Discussion on: The broken promise of static typing

View post

Many aspects affect the number of unfixed and solved bugs like:

the number of features of the program.
it's maturity.
It's user base.
The impact of bugs for the users. Does a bug mean billions $ losts, hundred or thousand people killed (think aircraft autopilot or you nuclear power plant software) ?
The team/developers/company behind. Are they reliable, serious, experimented ?

What I see in your graph is that the most used languagues (C++/Java) with the biggest codebases and most features under the software built with them have the most bug per repo, but it seems logical.

Seeing that, it is now quite hard to draw any conclusion from that data alone.

What I surely see is that static typing serve as a mandatory documentation that help both the compiler, the IDE and the developper to reason about the code. There less information available on a typical dynamic language meaning that one has to rely more on alternate solutions but in state of the art tooling, the IDE/compiler typically never catch up.
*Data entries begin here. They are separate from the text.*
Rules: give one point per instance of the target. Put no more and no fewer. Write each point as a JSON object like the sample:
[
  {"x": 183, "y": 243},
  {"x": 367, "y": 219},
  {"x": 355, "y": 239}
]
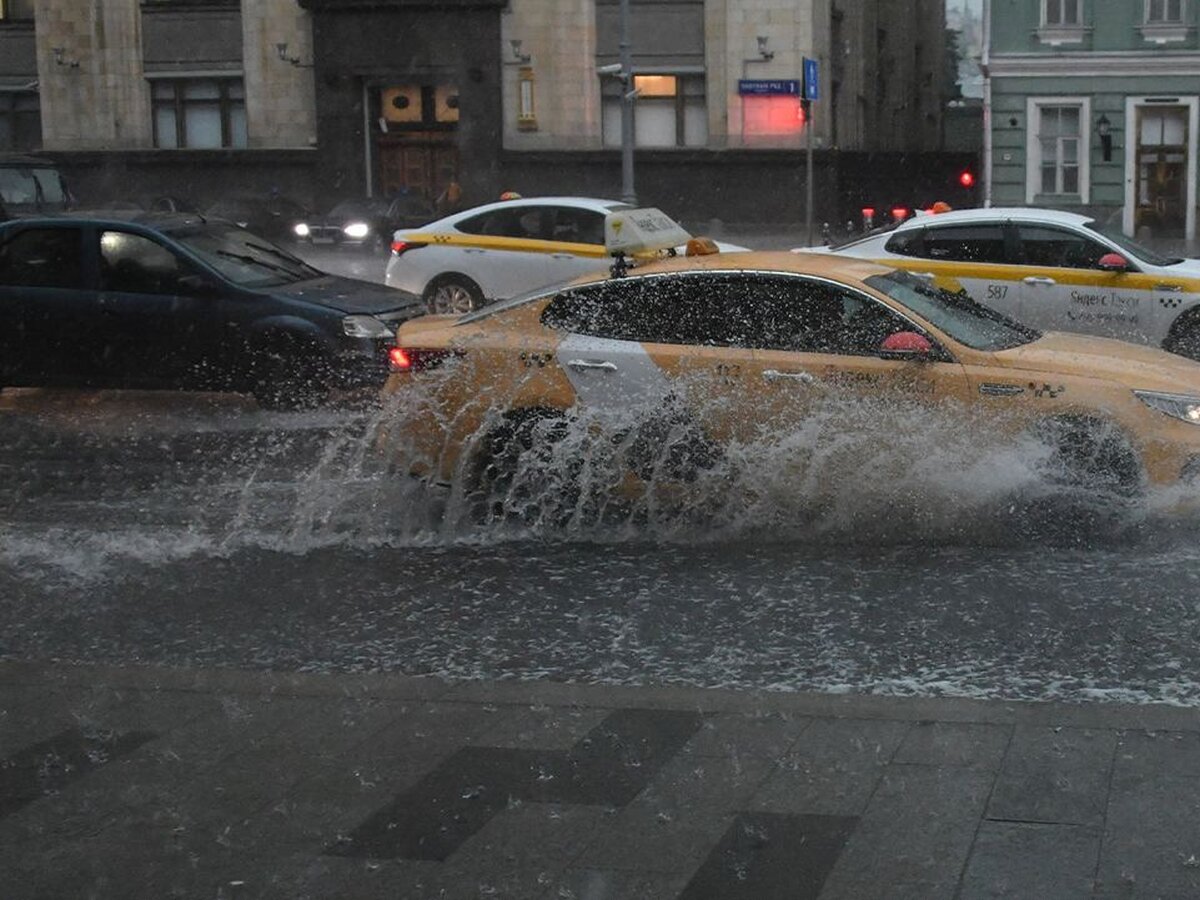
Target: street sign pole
[
  {"x": 807, "y": 106},
  {"x": 809, "y": 93},
  {"x": 627, "y": 111}
]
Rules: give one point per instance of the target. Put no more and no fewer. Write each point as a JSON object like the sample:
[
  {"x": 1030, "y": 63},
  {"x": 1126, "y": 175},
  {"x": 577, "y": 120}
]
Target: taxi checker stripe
[{"x": 487, "y": 241}]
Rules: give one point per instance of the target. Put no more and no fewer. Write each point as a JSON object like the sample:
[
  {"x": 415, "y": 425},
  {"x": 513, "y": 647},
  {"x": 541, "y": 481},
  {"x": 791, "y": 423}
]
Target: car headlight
[
  {"x": 1177, "y": 406},
  {"x": 365, "y": 327}
]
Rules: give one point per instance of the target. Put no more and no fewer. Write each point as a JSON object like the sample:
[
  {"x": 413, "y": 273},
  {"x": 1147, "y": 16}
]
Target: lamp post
[{"x": 627, "y": 109}]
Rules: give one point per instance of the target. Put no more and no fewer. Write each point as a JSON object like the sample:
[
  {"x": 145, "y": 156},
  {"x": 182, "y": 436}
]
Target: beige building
[{"x": 881, "y": 70}]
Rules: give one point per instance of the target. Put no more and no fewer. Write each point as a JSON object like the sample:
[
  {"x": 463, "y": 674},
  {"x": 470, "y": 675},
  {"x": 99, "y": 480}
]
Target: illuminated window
[
  {"x": 198, "y": 113},
  {"x": 670, "y": 111},
  {"x": 1056, "y": 155},
  {"x": 1164, "y": 12}
]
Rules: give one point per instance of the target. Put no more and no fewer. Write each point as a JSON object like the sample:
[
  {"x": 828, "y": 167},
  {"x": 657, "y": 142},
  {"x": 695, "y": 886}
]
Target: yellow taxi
[{"x": 723, "y": 347}]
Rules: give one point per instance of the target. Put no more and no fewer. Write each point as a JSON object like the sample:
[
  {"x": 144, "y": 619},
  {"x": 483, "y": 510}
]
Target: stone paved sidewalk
[{"x": 151, "y": 783}]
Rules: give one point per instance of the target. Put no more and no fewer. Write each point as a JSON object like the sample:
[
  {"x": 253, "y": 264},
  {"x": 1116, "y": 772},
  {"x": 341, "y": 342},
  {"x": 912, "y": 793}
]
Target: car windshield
[
  {"x": 955, "y": 315},
  {"x": 244, "y": 258},
  {"x": 359, "y": 208},
  {"x": 1131, "y": 246}
]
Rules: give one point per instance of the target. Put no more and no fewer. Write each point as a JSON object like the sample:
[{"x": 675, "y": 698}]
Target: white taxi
[
  {"x": 1053, "y": 270},
  {"x": 502, "y": 250}
]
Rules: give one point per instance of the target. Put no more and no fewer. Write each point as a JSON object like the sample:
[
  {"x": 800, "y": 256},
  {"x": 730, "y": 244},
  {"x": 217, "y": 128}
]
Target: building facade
[
  {"x": 1093, "y": 106},
  {"x": 324, "y": 99}
]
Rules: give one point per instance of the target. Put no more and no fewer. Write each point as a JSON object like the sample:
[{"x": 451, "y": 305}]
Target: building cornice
[
  {"x": 427, "y": 5},
  {"x": 1095, "y": 65}
]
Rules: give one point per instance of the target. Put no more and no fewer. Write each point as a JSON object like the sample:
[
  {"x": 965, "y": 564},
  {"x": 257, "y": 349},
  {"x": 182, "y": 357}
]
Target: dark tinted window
[
  {"x": 907, "y": 244},
  {"x": 526, "y": 222},
  {"x": 1047, "y": 246},
  {"x": 138, "y": 265},
  {"x": 42, "y": 258},
  {"x": 759, "y": 312},
  {"x": 966, "y": 244}
]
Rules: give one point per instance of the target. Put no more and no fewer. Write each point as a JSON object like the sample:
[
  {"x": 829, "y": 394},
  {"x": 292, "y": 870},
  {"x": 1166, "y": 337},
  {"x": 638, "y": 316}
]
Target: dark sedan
[
  {"x": 366, "y": 223},
  {"x": 180, "y": 303},
  {"x": 273, "y": 216}
]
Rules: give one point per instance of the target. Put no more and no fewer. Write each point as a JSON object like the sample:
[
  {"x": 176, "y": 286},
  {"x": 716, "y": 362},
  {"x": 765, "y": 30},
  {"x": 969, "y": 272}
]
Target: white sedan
[
  {"x": 502, "y": 250},
  {"x": 1055, "y": 270}
]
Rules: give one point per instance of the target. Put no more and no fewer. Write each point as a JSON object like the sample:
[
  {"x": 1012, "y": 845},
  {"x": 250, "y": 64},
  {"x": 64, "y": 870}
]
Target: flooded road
[{"x": 198, "y": 531}]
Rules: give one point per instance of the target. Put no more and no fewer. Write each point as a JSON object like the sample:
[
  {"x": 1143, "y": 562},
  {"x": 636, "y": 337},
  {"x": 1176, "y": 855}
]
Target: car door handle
[
  {"x": 774, "y": 375},
  {"x": 592, "y": 365}
]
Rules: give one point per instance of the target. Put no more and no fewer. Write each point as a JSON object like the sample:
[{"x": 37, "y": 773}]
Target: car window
[
  {"x": 906, "y": 244},
  {"x": 966, "y": 244},
  {"x": 522, "y": 222},
  {"x": 579, "y": 226},
  {"x": 654, "y": 310},
  {"x": 1057, "y": 247},
  {"x": 135, "y": 264},
  {"x": 42, "y": 258},
  {"x": 960, "y": 317}
]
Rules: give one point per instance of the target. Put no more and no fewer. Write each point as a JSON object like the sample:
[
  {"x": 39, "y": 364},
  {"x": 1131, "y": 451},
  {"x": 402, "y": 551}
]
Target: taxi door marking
[{"x": 610, "y": 375}]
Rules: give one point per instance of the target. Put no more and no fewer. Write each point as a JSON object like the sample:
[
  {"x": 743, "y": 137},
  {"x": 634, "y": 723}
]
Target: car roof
[
  {"x": 145, "y": 219},
  {"x": 588, "y": 203},
  {"x": 990, "y": 214}
]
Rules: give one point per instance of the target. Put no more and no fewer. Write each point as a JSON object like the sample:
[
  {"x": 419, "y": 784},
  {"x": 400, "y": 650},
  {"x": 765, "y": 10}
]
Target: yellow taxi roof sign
[{"x": 635, "y": 232}]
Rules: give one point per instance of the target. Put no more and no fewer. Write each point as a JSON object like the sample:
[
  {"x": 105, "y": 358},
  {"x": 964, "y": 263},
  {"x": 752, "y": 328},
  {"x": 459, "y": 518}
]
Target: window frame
[
  {"x": 681, "y": 97},
  {"x": 179, "y": 106},
  {"x": 1060, "y": 33},
  {"x": 1033, "y": 157}
]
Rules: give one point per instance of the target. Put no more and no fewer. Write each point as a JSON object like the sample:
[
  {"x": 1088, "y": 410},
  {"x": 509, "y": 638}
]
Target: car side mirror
[
  {"x": 906, "y": 346},
  {"x": 1113, "y": 263}
]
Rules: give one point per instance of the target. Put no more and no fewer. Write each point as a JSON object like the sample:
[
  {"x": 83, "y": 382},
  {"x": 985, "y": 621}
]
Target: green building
[{"x": 1092, "y": 106}]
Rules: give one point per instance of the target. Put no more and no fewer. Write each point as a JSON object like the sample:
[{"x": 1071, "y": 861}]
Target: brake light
[
  {"x": 399, "y": 247},
  {"x": 406, "y": 359}
]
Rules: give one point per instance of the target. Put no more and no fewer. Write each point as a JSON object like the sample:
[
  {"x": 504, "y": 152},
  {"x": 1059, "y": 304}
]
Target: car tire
[
  {"x": 288, "y": 373},
  {"x": 514, "y": 477},
  {"x": 1185, "y": 336},
  {"x": 453, "y": 294},
  {"x": 1092, "y": 455}
]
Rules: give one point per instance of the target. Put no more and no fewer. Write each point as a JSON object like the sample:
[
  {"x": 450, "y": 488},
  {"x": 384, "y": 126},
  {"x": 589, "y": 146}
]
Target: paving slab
[{"x": 226, "y": 784}]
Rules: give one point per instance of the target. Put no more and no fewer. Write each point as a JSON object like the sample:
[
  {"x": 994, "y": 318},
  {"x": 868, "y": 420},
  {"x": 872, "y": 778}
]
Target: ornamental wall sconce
[
  {"x": 521, "y": 58},
  {"x": 60, "y": 58},
  {"x": 1104, "y": 130},
  {"x": 282, "y": 51}
]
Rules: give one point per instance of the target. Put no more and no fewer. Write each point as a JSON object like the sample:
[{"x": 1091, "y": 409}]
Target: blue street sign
[
  {"x": 811, "y": 90},
  {"x": 768, "y": 88}
]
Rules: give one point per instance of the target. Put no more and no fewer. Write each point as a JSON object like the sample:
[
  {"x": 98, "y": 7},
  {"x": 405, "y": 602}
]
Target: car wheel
[
  {"x": 453, "y": 294},
  {"x": 514, "y": 474},
  {"x": 287, "y": 375},
  {"x": 1090, "y": 455},
  {"x": 1185, "y": 336}
]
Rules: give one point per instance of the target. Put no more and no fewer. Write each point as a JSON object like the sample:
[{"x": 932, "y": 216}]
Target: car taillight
[
  {"x": 399, "y": 247},
  {"x": 406, "y": 359}
]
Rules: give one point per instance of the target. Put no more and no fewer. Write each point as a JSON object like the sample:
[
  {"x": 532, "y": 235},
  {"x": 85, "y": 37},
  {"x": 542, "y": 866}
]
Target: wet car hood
[
  {"x": 351, "y": 295},
  {"x": 1104, "y": 358}
]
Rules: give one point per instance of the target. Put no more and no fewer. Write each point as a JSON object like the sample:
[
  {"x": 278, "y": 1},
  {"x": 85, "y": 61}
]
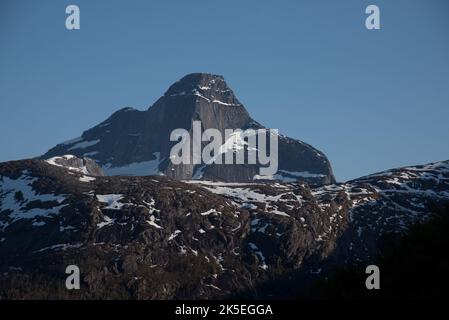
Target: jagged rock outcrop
[
  {"x": 138, "y": 237},
  {"x": 133, "y": 142}
]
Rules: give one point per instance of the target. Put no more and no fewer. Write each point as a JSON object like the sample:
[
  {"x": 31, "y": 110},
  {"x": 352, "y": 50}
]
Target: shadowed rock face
[
  {"x": 138, "y": 237},
  {"x": 133, "y": 142}
]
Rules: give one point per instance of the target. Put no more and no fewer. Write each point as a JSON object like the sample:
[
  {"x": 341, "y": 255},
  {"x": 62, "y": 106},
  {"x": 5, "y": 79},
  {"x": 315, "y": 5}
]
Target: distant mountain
[
  {"x": 133, "y": 142},
  {"x": 138, "y": 237}
]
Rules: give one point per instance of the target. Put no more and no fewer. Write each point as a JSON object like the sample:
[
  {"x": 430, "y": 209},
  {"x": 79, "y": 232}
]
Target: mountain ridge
[
  {"x": 131, "y": 137},
  {"x": 136, "y": 237}
]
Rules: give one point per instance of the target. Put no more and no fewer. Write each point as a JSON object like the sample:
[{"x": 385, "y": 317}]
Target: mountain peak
[{"x": 211, "y": 87}]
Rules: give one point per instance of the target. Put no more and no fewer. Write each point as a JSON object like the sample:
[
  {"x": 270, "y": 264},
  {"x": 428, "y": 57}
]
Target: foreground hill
[{"x": 138, "y": 237}]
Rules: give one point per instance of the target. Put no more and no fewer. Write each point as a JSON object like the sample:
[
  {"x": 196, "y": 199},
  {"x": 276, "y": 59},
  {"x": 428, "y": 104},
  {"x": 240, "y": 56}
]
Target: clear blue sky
[{"x": 370, "y": 100}]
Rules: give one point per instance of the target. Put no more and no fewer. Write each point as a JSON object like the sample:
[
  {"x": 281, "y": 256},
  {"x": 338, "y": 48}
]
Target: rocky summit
[
  {"x": 137, "y": 143},
  {"x": 137, "y": 237}
]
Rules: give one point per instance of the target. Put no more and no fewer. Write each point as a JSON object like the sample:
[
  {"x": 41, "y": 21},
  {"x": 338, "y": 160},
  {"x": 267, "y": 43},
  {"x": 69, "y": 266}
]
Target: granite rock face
[
  {"x": 133, "y": 142},
  {"x": 138, "y": 237}
]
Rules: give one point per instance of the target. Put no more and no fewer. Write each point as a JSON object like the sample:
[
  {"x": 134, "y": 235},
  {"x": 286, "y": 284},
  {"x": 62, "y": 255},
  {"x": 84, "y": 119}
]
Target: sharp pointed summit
[{"x": 134, "y": 142}]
More checks are done at run time and the IDE fail to provide the same quality of tooling and context (auto completion, refactoring, code navigation).

Dan Lebrero • Jun 7 '17

Hi Nicolas,

Thanks for the comments.

The data is from Github which means Open Source code and from tens of thousands of repositories.
I state that the approach is very naive but I am still surprised about the results.

I agree that not all bugs are equal and you shouldn't use the same development practices in all projects.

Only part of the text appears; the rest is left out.